I have often heard my mom say that the older you get, the less you know. As I have gotten older, I have found that to be more and more true—especially now. It seems ironic to feel utterly unknowledgeable when I am a few weeks away from getting my college diploma—my very own BA—but that feeling just keeps getting stronger and stronger.
When I took my ASL 202 final, I was ecstatic. It's a great feeling to finish something big that you started. But when that feeling wore off about a week later, I started to feel like my life was now meaningless. With no school and no marriage prospects, I felt like there was nothing to work toward, nothing to look forward to. It was about then that my mind opened up a little bit and I started to realize just how much I have left to learn. My education doesn't end here; in fact, it is just beginning.
Education isn't all about reading, writing, and studying. It isn't all about showing up to class and working on group projects. I have written hundreds of papers and read hundreds of thousands of pages during my 4 years at BYU (and I have wasted hours of precious time working on stupid group projects), but the things I have learned have only introduced me to even more things to learn.
I always thought that I would be sad when I officially finished my degree. I knew I would miss the classroom settings and even the excitement of reading some new text and then writing about it. I worried that I wouldn't be as happy in an environment where I wouldn't be constantly trying to remember certain facts and important ideas. But those experiences can be had anywhere, at any time. We can still learn important (and unimportant) things wherever we go. I may think I know a lot about British and American lit, but I haven't learned it all. I never will be able to learn it all. And then there's all of the stuff I didn't study in college. Like math. And the lessons of life that I somehow managed to ignore while I was writing and editing papers. Life is a never-ending school experience, so I'm never really going to have to say good-bye to formal education.

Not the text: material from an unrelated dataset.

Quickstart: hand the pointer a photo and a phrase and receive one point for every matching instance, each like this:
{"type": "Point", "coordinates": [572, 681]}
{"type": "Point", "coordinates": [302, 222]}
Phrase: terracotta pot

So while I may feel like my brain has enlarged simply so it can make fun of the tiny amount of knowledge I have, it's very comforting to know that there is still something to work toward, something that will never end. I'll be so busy trying to take on a whole new life that I won't have time to miss college. I'll always look back on these days with fondness, and I'll be forever grateful for the person that I am because of my college experience, but the future has even more in store for me. And at the moment, I'm going to revel in the excitement of that prospect rather than the terror and confusion of it.